La ville d’Ohrid est ensuite conquise par le roi de Serbie Stefan Uroš IV Dušan en 1334. Ce souverain se fait par ailleurs couronner empereur des Serbes et des Grecs en 1346 à Skopje, qui devient la capitale de son empire.

À la fin du XIVe siècle, les Serbes sont remplacés dans la région par les Turcs, conduits par le sultan Bayezid Ier. La date exacte du passage d’Ohrid aux Turcs ne peut être précisément déterminée ; une inscription dans une église proche donne 1408 tandis les écrits turcs affirment 1395.

L’arrivée des Turcs et l’islamisation des habitants a un impact important sur la ville, qui change de visage. les premiers monuments turcs sont construits dès le début du XVe siècle et le monastère Saint-Pantaleimon d’Ohrid est converti en mosquée, tout comme la cathédrale Sainte-Sophie d’Ohrid au XVIe siècle.

D’après le recensement effectué par les Turcs en 1582, la commune d’Ohrid couvrait alors 88 villages et comptait 13 592 habitants, ce qui traduit une densité de population élevée. La majorité des habitants étaient probablement des Macédoniens slaves et devaient cohabiter avec des minorités valaques et albanaises. Le grand voyageur et écrivain du XVIIe siècle Evliya Çelebi recense à Ohrid 17 lieux de culte musulman, sept écoles primaires, 77 bains et trois cantines publiques. La ville devait compter en plus 150 magasins, trois tavernes, trois auberges et sept cafés.

Au XVIIIe siècle, les Grecs phanariotes sont au pouvoir à Istanbul et ils exercent des pressions pour faire disparaître les Églises slaves au profit de l’Église orthodoxe grecque. Le Patriarcat de Peć, en Serbie, est aboli en 1766 et l’archevêché d’Ohrid disparaît en 1767.

À partir de la première moitié du XIXe siècle, la ville d’Ohrid est le témoin du développement rapide du nationalisme macédonien. Les frères Miladinov, poètes et compilateurs de contes populaires, originaires de la ville voisine de Strouga, font d’Ohrid un centre de diffusion des idées nationalistes. Ils sont suivis par d’autres intellectuels, comme Grigor Parlitchev ou Kuzman Chapkarev, qui y publient plusieurs ouvrages dans leur langue natale, le macédonien16. Au départ, les influences grecque et bulgare étaient grandes à Ohrid, car les autorités grecques et bulgares poursuivaient des politiques d’assimilation culturelle auprès des Macédoniens afin de pouvoir mieux revendiquer la région. Les nationalistes macédoniens s’appuyèrent d’abord sur la langue et les traditions grecques pour propager leurs idées, mais pendant la seconde moitié du XIXe siècle, des écoles purement macédoniennes ouvrent et la population se met à rejeter les propagandes étrangères.

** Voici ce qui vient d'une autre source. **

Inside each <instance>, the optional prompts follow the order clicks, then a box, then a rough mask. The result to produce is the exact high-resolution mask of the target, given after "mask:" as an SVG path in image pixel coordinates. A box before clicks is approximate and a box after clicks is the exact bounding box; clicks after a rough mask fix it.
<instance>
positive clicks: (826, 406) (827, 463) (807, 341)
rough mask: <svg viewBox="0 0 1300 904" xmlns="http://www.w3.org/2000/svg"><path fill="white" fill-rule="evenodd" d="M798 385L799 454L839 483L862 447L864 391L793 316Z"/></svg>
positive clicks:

Au même moment, les Balkans deviennent une des régions les plus convoitées d’Europe. Les rébellions contre les Turcs étaient fréquentes en Bosnie-Herzégovine, en Bulgarie et en Macédoine ; la Grèce déclare son indépendance en 1821. En 1878, une guerre oppose une coalition formée par la Russie, la Serbie et le Monténégro à l’Empire ottoman, qui est finalement vaincu et doit accepter l’autonomie de la Bulgarie. Des nationalistes d’Ohrid profitent du conflit pour former un groupe terroriste et attaquer l’occupant turc. Une fois la guerre achevée, les membres de ce groupe sont sévèrement punis et toute révolte écrasée.

En 1903, avec l’apparition de l’Organisation révolutionnaire intérieure macédonienne (VMRO), fondée à Thessalonique, la lutte pour l’indépendance se fait plus dure et un gigantesque soulèvement bouleverse la région en 1903. L’insurrection d’Ilinden est particulièrement violente dans la région d’Ohrid, où 31 batailles ont lieu, opposant 2 091 rebelles à 45 898 soldats turcs. 118 Macédoniens et 374 soldats moururent ; sur les 75 villages insurgés, 32 furent incendiés et 10 furent partiellement brûlés. 13 000 personnes se retrouvèrent sans domicile.

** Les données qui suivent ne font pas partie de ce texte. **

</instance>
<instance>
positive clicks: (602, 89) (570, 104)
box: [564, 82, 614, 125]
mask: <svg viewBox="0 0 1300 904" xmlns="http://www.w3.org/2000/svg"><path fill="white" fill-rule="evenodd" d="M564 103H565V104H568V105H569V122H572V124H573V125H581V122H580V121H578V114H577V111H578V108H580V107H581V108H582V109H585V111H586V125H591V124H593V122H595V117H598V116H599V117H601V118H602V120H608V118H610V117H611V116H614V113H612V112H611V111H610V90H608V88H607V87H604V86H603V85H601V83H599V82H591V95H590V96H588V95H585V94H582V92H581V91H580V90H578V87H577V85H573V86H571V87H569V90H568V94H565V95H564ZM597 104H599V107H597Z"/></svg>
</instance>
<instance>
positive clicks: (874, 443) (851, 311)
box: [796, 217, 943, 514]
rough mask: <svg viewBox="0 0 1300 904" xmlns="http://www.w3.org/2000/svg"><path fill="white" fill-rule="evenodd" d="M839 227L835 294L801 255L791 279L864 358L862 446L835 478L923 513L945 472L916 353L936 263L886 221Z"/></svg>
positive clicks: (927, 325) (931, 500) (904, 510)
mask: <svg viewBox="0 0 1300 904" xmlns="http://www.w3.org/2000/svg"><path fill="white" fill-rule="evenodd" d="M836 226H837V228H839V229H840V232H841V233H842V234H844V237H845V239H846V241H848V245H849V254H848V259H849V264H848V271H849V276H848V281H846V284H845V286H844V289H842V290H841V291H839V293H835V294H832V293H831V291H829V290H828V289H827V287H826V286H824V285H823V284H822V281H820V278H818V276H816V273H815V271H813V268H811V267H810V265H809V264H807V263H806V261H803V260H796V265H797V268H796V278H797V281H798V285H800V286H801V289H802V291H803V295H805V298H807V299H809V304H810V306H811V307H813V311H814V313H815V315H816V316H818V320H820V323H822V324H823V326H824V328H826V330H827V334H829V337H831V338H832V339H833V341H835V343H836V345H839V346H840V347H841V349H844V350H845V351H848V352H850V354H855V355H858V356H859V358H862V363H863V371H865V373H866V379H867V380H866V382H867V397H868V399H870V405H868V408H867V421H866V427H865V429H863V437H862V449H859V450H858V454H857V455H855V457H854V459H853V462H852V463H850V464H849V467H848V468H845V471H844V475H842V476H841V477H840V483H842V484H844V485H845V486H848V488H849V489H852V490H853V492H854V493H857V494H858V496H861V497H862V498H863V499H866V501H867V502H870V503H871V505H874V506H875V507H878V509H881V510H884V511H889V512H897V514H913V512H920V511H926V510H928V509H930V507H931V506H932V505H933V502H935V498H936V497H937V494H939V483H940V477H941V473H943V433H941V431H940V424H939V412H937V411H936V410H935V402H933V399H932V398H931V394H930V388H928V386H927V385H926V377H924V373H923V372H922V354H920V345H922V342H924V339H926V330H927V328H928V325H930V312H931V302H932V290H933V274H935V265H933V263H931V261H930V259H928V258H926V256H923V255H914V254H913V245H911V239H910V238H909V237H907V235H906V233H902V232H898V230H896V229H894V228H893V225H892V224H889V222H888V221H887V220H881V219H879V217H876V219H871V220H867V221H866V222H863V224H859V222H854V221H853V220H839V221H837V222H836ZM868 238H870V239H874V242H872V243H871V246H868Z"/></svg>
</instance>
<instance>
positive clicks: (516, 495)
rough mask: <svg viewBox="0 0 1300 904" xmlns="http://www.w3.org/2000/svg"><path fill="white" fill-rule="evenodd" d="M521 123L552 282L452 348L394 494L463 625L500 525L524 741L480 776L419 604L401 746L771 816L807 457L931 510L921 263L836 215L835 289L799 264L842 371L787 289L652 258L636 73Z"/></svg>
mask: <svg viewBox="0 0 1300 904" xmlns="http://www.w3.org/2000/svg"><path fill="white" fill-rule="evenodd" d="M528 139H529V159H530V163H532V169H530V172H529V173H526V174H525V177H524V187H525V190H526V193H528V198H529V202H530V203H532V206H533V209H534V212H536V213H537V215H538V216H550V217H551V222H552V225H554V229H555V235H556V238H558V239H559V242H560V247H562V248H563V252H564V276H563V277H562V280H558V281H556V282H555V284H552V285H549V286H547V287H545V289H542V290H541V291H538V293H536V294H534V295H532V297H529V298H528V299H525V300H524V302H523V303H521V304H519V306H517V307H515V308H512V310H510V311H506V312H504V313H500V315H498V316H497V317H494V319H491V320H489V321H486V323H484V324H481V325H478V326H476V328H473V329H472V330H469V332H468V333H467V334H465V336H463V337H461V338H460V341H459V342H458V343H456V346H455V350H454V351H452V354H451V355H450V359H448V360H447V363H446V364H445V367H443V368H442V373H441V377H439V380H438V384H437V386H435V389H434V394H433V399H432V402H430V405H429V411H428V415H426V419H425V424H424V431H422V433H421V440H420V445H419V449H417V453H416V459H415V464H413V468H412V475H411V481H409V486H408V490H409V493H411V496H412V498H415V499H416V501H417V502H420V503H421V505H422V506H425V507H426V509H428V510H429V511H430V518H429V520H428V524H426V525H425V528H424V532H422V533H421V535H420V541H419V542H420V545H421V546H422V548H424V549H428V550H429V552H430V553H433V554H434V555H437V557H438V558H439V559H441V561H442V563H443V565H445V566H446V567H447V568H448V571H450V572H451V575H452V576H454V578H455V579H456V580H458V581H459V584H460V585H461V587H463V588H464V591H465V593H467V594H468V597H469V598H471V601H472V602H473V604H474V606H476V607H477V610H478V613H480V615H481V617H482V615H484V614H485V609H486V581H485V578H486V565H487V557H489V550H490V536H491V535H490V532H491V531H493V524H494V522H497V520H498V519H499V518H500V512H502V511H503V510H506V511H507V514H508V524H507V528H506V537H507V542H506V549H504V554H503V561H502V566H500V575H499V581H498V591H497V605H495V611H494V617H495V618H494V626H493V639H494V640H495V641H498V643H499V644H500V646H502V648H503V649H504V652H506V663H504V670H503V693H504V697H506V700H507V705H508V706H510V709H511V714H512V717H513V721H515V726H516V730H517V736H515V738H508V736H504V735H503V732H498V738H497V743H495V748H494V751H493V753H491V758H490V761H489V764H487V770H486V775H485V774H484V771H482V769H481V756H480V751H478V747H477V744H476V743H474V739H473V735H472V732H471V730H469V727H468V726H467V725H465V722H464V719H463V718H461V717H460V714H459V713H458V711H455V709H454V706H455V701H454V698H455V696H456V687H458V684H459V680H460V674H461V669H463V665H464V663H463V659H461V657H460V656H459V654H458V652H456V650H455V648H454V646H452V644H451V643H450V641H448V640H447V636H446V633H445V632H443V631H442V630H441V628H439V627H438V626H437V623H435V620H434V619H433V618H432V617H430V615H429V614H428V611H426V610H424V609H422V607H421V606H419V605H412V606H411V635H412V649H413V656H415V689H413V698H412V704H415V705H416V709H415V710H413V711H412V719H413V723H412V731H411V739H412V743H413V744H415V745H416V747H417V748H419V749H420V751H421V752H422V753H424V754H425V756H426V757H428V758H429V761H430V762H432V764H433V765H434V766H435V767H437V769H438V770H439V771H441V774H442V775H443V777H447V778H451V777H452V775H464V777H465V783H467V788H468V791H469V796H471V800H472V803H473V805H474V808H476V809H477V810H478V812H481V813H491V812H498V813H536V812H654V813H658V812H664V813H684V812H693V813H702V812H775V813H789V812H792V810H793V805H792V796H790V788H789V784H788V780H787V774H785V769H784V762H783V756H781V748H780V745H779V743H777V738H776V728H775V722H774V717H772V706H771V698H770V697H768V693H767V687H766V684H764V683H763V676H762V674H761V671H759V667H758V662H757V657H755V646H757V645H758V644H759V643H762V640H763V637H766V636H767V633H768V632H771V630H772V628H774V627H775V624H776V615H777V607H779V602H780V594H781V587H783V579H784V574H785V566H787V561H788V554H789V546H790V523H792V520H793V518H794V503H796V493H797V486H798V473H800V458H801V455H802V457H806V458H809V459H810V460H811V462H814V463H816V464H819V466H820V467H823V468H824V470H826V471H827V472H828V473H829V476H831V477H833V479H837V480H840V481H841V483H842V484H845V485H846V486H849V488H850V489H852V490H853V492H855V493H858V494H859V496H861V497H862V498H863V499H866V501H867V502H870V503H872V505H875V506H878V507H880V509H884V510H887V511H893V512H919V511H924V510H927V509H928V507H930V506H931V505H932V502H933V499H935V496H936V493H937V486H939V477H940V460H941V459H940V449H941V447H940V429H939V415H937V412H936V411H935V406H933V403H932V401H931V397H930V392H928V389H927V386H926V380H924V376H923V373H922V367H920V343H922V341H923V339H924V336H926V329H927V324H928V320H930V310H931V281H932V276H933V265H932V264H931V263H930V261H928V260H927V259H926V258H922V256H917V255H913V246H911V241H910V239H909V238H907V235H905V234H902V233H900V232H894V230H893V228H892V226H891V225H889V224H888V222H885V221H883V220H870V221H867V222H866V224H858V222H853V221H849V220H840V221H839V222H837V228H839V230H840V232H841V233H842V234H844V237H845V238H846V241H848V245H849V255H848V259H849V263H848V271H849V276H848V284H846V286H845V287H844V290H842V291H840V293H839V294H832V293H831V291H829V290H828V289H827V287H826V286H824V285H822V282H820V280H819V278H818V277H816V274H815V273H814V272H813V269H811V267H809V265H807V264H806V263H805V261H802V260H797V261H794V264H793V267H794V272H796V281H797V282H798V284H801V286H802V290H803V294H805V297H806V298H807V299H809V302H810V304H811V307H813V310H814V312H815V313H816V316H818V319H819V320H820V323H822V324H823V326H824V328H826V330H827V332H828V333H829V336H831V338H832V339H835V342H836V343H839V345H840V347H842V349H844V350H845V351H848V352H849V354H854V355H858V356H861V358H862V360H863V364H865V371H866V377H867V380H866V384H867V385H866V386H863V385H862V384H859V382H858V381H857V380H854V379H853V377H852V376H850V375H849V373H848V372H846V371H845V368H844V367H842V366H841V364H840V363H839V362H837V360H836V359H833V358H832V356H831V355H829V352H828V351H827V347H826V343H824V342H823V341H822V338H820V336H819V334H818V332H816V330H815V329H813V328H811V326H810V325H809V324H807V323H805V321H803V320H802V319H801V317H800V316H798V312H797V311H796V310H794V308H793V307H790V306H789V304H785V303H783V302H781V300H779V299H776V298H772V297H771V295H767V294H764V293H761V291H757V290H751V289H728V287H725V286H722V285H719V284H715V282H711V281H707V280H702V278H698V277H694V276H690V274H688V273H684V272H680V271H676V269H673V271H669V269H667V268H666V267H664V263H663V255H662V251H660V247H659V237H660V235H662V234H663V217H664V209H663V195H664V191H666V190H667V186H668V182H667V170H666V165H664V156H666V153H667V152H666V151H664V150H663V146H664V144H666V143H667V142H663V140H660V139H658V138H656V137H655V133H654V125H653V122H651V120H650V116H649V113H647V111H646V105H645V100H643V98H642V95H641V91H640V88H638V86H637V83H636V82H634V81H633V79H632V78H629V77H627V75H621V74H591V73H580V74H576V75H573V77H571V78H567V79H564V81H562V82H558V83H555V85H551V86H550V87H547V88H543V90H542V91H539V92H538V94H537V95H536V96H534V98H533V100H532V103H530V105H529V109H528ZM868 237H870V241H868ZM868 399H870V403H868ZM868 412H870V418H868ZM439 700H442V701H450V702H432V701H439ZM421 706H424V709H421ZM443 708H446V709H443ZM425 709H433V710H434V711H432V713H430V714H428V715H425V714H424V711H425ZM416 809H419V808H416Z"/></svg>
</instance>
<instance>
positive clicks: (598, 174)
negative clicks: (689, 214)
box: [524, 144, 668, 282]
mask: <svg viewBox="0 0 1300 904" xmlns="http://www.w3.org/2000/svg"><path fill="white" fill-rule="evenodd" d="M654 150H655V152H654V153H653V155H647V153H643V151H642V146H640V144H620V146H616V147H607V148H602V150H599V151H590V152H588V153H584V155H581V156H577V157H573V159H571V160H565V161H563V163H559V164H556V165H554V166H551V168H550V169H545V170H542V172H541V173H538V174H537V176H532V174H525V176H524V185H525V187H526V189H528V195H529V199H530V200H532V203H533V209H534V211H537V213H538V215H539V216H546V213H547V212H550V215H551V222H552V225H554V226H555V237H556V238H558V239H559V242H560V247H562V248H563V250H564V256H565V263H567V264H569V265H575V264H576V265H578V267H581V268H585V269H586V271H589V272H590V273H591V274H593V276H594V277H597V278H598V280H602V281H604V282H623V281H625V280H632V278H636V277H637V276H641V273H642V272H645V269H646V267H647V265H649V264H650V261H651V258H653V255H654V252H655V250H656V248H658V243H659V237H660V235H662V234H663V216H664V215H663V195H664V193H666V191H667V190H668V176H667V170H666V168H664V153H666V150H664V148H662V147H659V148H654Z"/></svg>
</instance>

En 1913, la Turquie doit finalement céder la Macédoine, qui est partagée entre la Grèce, la Bulgarie et la Serbie. Ohrid devient théoriquement serbe, mais les Bulgares envahissent la Macédoine serbe et les combats entre les deux pays se poursuivent pendant la Première Guerre mondiale18, la France a participé à la libération de la ville au côté des Alliés par l’intermédiare de l’Armée française d’Orient.

Le conflit et le partage de la Macédoine sont défavorables pour Ohrid. En 1923, elle comptait encore 12 000 habitants ; un an plus tard, il n’y en avait plus que 10 000. Le sectionnement de la région, qui était déjà économiquement peu développée, entre trois États différents, explique la fuite des Macédoniens d’Ohrid vers d’autres villes plus propices à leurs activités. À l’issue de la guerre, Ohrid demeure en Serbie, qui forme avec d’autres territoires cédés par l’empire d’Autriche-Hongrie, le royaume des Serbes, Croates et Slovènes, qui devient le royaume de Yougoslavie en 1929.

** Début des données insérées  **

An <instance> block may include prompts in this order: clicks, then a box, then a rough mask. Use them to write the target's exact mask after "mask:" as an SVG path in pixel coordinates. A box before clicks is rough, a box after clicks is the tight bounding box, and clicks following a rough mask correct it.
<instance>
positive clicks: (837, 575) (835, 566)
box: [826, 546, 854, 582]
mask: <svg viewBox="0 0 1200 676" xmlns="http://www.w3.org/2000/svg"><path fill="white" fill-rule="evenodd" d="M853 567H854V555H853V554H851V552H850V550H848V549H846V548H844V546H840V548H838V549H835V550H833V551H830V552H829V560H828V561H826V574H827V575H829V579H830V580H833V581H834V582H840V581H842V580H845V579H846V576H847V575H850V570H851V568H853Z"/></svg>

Les Communistes, présents à Ohrid depuis 1908, propagent largement leurs idées à partir de 1920, alors que la ville s’industrialise. Le parti fut néanmoins interdit dès 1921 par le pouvoir yougoslave.

Les idées communistes n’ont pas pour autant disparu et pendant la Seconde Guerre mondiale, alors qu’Ohrid est occupée par les Bulgares puis par les Allemands, des sympathisants socialistes accroissent leur crédit auprès des habitants en luttant efficacement contre l’envahisseur. Ce sont les Résistants communistes de la 48e division de la Libération populaire qui libèrent eux-mêmes la ville le 15 octobre 1944.

Après la Libération, Ohrid fait partie de la république socialiste de Macédoine, première reconnaissance officielle de l’existence du peuple macédonien slave. Dans le même sens, des conseils tenus à partir de 1943 permettent le rétablissement en 1967 d’une Église orthodoxe macédonienne autocéphale, dont le siège est à Ohrid.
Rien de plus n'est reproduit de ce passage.